Rocky Gerung Soroti Isu Fufufafa dan Ijazah Palsu: Tantangan Bagi Polri
Sumber Foto: Rublik Depok
Latar Isu

Rocky Gerung Soroti Isu Fufufafa dan Ijazah Palsu: Tantangan Bagi Polri

Ruang dialog di STIK-PTIK Jakarta Selatan pada Senin, 29 September 2025, menjadi sorotan ketika Rocky Gerung, seorang akademisi dan pengamat sosial, mengangkat dua isu penting yang masih membara di masyarakat: Fufufafa dan ijazah palsu. Acara bertajuk “Hak Asasi vs Ketertiban Umum di Demonstrasi: Di Mana Batasnya?” yang dihadiri oleh pejabat tinggi Polri dan perwakilan masyarakat sipil ini, berubah menjadi panggung kritik terhadap institusi kepolisian.

Dialog Publik yang Mengungkap Kegelisahan

Acara tersebut dihadiri sekitar 200 peserta, termasuk perwakilan dari Muhammadiyah dan LBH Jakarta. Awalnya, diskusi berfokus pada keseimbangan hak berekspresi dan ketertiban umum. Namun, Rocky dengan tegas mengaitkan isu-isu tersebut dengan meningkatnya kemarahan publik terhadap Polri. Ia menyatakan, “Fufufafa dan ijazah palsu adalah latar belakang kemarahan publik,” mengindikasikan ketidakpercayaan yang meluas di kalangan aktivis dan jurnalis.

Direktur Intelijen Polri, Irjen Pol Ahmad Kemal, mencoba membela institusinya dengan menekankan komitmen Polri terhadap transparansi.
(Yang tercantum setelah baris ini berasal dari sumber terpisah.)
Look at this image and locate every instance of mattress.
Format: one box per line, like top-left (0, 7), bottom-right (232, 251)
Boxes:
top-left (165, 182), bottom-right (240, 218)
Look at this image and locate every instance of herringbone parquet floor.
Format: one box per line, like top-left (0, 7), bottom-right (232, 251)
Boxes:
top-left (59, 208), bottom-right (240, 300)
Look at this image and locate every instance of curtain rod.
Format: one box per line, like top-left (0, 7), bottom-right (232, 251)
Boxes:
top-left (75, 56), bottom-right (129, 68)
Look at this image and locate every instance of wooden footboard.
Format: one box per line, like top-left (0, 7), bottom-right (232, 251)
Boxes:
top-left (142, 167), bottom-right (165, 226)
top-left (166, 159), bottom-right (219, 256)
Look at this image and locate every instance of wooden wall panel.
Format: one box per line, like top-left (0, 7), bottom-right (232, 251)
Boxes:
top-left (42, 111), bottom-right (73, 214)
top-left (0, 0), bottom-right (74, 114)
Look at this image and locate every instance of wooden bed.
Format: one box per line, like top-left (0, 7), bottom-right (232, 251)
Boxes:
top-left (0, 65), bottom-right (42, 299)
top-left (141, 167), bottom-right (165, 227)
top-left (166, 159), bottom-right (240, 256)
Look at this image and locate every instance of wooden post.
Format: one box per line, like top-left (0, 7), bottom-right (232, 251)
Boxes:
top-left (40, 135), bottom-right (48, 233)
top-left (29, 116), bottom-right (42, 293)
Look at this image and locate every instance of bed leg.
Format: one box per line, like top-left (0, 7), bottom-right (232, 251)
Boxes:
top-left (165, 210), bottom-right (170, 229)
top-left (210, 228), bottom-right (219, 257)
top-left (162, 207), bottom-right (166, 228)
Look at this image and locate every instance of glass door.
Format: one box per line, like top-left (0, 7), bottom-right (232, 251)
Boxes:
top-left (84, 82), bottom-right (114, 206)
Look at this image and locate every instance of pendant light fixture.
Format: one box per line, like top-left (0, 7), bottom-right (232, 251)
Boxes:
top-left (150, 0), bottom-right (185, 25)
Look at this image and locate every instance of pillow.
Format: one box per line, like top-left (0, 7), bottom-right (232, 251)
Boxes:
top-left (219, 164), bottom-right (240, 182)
Namun, kritik Rocky menunjukkan bahwa banyak pihak merasa Polri terlibat dalam isu-isu politik yang lebih luas, yang berdampak negatif pada citra mereka di mata publik.

Isu Fufufafa dan Ketidakadilan Penegakan Hukum

Selanjutnya, Rocky membahas isu Fufufafa, yang merujuk pada dugaan akun media sosial yang memprovokasi kerusuhan pada demonstrasi Agustus 2025. Akun tersebut, yang diduga terkait dengan elite politik, menjadi simbol ketidakadilan hukum, di mana publik merasa ada perlakuan berbeda antara rakyat biasa dan elite. Diskusi ini semakin memanas ketika Rocky menekankan perlunya tindakan tegas dari Polri agar isu ini tidak terus berlarut-larut.

Demonstrasi yang terjadi pada akhir Agustus lalu, yang menewaskan seorang driver ojek online, menunjukkan dampak langsung dari ketidakpuasan publik yang terakumulasi. Rocky menegaskan bahwa tanpa penanganan yang serius, kemarahan ini akan terus membara dan menjadi pemicu protes yang lebih besar di masa depan.

Polemik Ijazah Palsu yang Tak Kunjung Reda

Isu ijazah palsu yang melibatkan mantan Presiden Joko Widodo juga menjadi sorotan dalam dialog tersebut. Meskipun penyelidikan oleh Bareskrim telah dihentikan karena terbukti tidak ada unsur pidana, Rocky mencatat bahwa ketidakpastian mengenai isu ini masih membayangi publik. Ia menekankan pentingnya kejelasan dan kecepatan dalam penanganan kasus ini untuk menjaga kepercayaan masyarakat terhadap institusi penegak hukum.

Proses panjang yang dilalui Jokowi dalam menjelaskan keaslian ijazahnya menjadi contoh bagaimana isu-isu sensitif dapat menciptakan skeptisisme di kalangan masyarakat. Rocky mengaitkan kedua isu ini dengan perlunya reformasi mendalam dalam Polri agar dapat memenuhi tuntutan masyarakat akan transparansi dan akuntabilitas.

Kesimpulan: Tantangan bagi Polri

Melalui dialog ini, Rocky Gerung berhasil menyoroti tantangan besar yang dihadapi Polri dalam membangun kepercayaan publik. Isu Fufufafa dan ijazah palsu bukan hanya sekadar kontroversi, tetapi mencerminkan kegelisahan yang lebih dalam terkait keadilan dan transparansi di Indonesia. Dengan banyaknya kritik yang muncul, Polri diharapkan dapat mengambil langkah nyata untuk memperbaiki citranya dan menjawab harapan masyarakat akan penegakan hukum yang adil.